“The life that I touch for good or ill will touch another life, and that in turn another, until who knows where the trembling stops or in what far place my touch will be felt”
The Academy Awards are on television this weekend. Actors will win an Oscar for the moments that they shone on screen.
Instead of a red carpet, most speech-language pathologists walk down tiled hallways, across gravel parking lots, and through mountains of paperwork…rain snow fog or shine.
As SLPs, we do not win an Oscar for that moment when we elicited a perfect /r/. 300 000 fans do not rise to their feet and cheer when we help to safely bring a patient from puree to thin liquids. Has anyone ever hoisted you on their shoulders when it was clear that your contributions have helped a child become an engaged learner or an adult to regain his words?
As SLPs, I think our most prestigious moments happen with maybe an enthusiastic high five in the ‘broom closet/paper cutter room…or with a gentle squeeze of the hand behind that hospital curtain. And now and then, just once in a while, we get that whoosh. The whoosh in our heart that happens when we know for sure that the moment has such purpose…for somebody else. Whoosh.
My greatest “ whoosh moments” have happened in the following types of situations:
– It was not that my student could finally produce her “g” sound, it was that she finally believed she could do it! Oh the look of surprise on her face!
– It was not that my baby client finally made eye contact with her mom, it was that her mom could finally see into her daughter’s eyes.
– It was not that my patient could finally make a voice with his electrolarynx, it was that his wife could finally hear his voice.
– It was not that I was playing Pronoun Park with Abigail…it was that Abigail was sitting in a chair hundreds of miles from me – yet we were smiling,
talking, growing, and giving virtual high-fives in our online therapy room.

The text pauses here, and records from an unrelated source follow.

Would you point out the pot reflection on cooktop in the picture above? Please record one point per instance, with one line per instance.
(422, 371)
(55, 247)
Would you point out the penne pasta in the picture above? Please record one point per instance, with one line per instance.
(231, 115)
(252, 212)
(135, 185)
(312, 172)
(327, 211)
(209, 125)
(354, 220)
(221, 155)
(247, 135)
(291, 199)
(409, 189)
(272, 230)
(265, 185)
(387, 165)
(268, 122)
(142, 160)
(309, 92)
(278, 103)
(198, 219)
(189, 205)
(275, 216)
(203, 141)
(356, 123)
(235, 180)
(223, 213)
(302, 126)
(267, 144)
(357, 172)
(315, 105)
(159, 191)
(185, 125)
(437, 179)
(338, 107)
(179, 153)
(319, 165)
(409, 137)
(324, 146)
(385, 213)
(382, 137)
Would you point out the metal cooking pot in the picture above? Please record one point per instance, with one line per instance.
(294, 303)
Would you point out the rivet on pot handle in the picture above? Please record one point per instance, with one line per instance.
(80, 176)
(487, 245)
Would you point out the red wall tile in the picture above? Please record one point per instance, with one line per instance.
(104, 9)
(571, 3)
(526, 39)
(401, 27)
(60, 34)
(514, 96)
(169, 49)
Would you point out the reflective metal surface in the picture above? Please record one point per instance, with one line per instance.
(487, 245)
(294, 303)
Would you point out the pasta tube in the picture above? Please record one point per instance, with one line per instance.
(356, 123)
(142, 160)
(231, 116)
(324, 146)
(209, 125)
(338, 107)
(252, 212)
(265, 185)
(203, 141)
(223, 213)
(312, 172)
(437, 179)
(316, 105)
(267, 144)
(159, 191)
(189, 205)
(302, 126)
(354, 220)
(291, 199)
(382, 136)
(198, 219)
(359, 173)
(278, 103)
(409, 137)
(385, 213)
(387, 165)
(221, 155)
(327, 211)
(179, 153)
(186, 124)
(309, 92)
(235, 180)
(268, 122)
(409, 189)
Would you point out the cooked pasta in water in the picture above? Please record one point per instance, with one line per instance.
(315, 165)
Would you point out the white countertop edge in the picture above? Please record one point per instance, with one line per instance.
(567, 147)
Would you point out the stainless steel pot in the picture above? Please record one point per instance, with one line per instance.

Finally, I have a way to contribute to Abigail and her peers who need help.
It feels good. Whoosh.
As SLPs, how do we measure how far our collective contributions radiate throughout this world, one person at a time? I guess we go on faith, by believing in the value of our services, and knowing that those who we touch will embrace others beyond our reach.
I wish you a whoosh moment today. I bet it feels even better than winning a shiny, miniature statue named Oscar.